Когда кричишь, не так страшно. И уже несколько солдат Матвея догнали. Сапогами топочут, дышат тяжело. До немцев еще полсотни метров, потом тридцать. Не выдержали нервы у немцев. Вскочили и убегать бросились к своим позициям. Их командиры, если в бинокли наблюдали, рады бы помочь артиллерийским огнем или пулеметным, а своя же цепь мешает. А русские гонят, с коротких остановок стреляют в спины. А коли кто догнал врага – колет. Штыки на трехлинейках длинные, острые, одна беда, кольнул и быстро винтовку со штыком назад. Ибо если не успел, немец, падая, штык согнет. Гнулись, был такой врожденный недостаток.
Уже немецкие траншеи рядом, перед ними проволочные заграждения, в которых сделаны проходы. Через них и ворвались на вражеские позиции. Здесь схватились врукопашную. Крики немцев, густой русский мат, звуки ударов, стоны раненых, хрипы умирающих – звуки жуткие. Уже на чужих позициях Матвей винтовку бросил. В траншее с ней неудобно, длинна, мешает. На коротких дистанциях револьвер куда сподручнее, стрельба накоротке. Из-за поворота траншеи немец выбежал, Матвей почти с ним столкнулся, выстрелил в упор. Немец упал.
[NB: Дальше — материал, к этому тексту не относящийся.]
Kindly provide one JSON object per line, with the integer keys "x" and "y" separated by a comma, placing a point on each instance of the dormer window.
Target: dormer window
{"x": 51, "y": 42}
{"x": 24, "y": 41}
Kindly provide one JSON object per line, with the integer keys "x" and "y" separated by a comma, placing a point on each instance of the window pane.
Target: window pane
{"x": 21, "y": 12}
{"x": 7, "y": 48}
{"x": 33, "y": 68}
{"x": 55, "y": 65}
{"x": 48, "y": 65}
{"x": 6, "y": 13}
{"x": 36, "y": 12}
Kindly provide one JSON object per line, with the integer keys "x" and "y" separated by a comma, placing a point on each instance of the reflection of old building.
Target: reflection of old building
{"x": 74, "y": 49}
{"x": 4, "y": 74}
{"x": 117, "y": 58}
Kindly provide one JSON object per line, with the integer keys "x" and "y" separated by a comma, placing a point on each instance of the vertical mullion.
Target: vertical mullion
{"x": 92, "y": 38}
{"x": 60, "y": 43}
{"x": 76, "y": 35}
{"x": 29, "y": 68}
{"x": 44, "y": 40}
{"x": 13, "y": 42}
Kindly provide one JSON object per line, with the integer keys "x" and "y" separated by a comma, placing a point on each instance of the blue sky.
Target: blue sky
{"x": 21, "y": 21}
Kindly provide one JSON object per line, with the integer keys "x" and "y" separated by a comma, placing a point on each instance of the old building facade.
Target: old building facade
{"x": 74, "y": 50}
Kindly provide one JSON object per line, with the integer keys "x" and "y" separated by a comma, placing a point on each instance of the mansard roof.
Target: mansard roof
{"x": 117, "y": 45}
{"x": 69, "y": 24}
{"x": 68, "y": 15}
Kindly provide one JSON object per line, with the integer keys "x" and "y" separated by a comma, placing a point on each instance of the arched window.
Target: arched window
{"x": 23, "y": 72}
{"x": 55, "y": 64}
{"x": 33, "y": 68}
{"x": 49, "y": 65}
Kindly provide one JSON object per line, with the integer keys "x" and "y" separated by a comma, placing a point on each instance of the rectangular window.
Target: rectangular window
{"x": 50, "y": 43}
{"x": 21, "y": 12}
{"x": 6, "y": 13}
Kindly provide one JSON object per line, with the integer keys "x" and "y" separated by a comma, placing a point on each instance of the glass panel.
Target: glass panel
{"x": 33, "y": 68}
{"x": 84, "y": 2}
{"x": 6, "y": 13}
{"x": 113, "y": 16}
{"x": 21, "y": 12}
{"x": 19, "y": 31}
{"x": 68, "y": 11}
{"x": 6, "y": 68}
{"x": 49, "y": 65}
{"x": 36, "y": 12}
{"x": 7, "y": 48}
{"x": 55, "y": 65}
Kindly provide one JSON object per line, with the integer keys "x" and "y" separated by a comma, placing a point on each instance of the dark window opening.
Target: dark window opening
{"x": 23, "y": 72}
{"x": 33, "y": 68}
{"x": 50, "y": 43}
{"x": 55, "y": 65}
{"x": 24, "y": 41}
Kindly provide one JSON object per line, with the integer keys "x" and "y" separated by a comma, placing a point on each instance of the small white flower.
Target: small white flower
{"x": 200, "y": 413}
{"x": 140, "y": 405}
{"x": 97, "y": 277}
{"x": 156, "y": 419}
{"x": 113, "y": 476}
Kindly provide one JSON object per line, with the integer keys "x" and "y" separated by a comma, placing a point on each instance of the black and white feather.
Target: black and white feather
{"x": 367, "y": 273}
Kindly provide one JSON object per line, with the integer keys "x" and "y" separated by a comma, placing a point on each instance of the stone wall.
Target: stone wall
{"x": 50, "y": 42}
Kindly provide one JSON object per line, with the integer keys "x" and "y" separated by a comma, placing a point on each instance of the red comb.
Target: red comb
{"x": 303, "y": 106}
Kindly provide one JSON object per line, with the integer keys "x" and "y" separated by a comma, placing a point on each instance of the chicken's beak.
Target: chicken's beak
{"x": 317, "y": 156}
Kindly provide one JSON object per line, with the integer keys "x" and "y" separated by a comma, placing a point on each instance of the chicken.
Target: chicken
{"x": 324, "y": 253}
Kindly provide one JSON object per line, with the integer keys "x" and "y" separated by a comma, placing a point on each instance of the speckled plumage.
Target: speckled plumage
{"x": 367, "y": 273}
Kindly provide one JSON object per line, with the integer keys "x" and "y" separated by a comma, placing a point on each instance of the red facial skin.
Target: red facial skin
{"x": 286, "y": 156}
Траншея узкая, двоим не разойтись, Матвей прямо по телу убитого им германца пробежал дальше. В пулеметной ячейке борьба. Наш солдат с германским сцепился, не на жизнь, а на смерть борьба идет. В руке немца плоский штык от винтовки, наш боец в эту руку вцепился мертвой хваткой. Матвей выстрелил в немца дважды, потом подал руку солдату, помог встать с земли. Тот дышал тяжело, как будто после тяжелой работы.
– Спа… си… бо, ваш бродь!
– Одно дело делаем, не благодари.
Солдат отдышался, подобрал свою трехлинейку со дна окопа. Матвей откинул дверцу барабана, удалил стреляные гильзы, снарядил патронами.
– За мной!
И вперед по траншее. За ним солдат бежит. Оба-два вместе чувствуют себя увереннее. В траншее несколько трупов – наши и немцы. Рядом пулеметная точка, пулемет стоит, немецкий «максим». Тогда многие страны покупали у Хайрема Максима патент, выпускали его пулемет, но под свой национальный патрон. В России это 7,62х54R, в Германии 7,92х57.
Со стороны второй линии немецких траншей слышна стрельба. И, судя по звукам, приближается. Выглянул Матвей из траншеи. От второй линии, отстоящей от первой, где сейчас схватка идет, метров на триста, немцы бегут своим на подмогу.
– Братец, помоги!
Вдвоем переставили пулемет на другую сторону траншеи. Плохо, бруствера нет, а это все же земляное прикрытие от пуль. И на немецком пулемете отсутствует броневой щиток, как на русском «максиме». Но выбора нет.
– Поглядывай по сторонам, как бы по траншее германцы не подобрались, – приказал Матвей.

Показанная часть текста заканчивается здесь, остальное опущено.